I fervently hope it kicks in the helpful chemical goods soon though, because my son’s state of freakage is really derailing my sanity and my faith in myself as a parent. I think it would be easier to work through this with and for him if I weren’t completely paralyzed by guilt. I don’t even know how to describe what is going on with him. But that such a wee person, only five years on this earth, could hold such darkness and despair is… horrifying. That he thinks he is bad, and undeserving of love is… I think the worst thing I have ever heard in my life. The psychologist says this is not outside the bounds of a developmentally appropriate reaction to a stressful situation (Dad living away from home, house in semi-packed shambles, mom frazzled and trying to keep up) and that it is certainly not my fault.

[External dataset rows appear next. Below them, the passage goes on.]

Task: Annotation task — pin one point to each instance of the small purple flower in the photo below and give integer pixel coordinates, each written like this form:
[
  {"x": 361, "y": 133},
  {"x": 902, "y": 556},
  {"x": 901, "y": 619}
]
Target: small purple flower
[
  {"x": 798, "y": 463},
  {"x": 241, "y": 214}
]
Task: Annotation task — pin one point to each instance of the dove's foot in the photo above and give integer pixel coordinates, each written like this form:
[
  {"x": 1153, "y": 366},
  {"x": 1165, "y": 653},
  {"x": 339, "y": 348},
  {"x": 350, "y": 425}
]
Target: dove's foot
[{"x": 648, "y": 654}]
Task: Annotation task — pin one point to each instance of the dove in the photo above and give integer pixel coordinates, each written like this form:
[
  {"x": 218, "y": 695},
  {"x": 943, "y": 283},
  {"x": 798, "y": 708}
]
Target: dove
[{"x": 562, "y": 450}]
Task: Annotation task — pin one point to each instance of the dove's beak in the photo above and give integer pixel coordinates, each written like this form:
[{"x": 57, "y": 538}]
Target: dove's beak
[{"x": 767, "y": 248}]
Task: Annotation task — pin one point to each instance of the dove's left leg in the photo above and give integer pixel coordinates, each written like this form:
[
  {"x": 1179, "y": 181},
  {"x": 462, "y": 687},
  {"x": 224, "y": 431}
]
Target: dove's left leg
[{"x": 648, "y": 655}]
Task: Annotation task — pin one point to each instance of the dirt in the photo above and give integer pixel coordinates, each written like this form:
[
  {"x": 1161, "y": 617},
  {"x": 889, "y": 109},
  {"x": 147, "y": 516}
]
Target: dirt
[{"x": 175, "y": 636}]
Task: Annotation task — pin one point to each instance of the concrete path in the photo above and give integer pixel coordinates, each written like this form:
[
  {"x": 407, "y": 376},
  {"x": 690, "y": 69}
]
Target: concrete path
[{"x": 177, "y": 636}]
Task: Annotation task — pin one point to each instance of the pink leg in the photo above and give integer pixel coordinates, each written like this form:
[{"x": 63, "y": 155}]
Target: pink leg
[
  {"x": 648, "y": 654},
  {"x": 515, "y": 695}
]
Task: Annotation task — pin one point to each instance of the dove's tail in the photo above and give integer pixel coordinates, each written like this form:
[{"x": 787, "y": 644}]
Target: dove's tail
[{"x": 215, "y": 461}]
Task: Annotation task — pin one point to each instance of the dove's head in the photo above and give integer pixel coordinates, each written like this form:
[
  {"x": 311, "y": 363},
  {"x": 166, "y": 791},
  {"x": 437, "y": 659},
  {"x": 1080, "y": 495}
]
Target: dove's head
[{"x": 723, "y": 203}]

I am not convinced. But even so, even if it is my fault, I just want to know what it is. This darkness, this rage, this despair. He says when his brain turns red that he is bad. That he wants to hurt people. That he hates people. That he knows he is bad, that the red brain tells him he is bad. And that no one loves him.

He. Is. FIVE.

I want to go to sleep and wake up in a different world where my beautiful boy does not talk about red brains and hurting people. I want my beautiful boy to live in a world where he knows he is loved. Right now I am living in the world of finishing up at my job, packing up the house, wrapping up the school year, and feeding/bathing/clothing two children who need emotional anchoring in a world that has gone crazy around them. I am trying to get to that other world by being calm and loving and reassuring, but kids are smart and they know when you’re lying.

So, I’m taking it one minute at a time, hoping against hope that the Prozac will help make it true. True that I’m ok, and that things will be ok, and that the red brains are not in charge.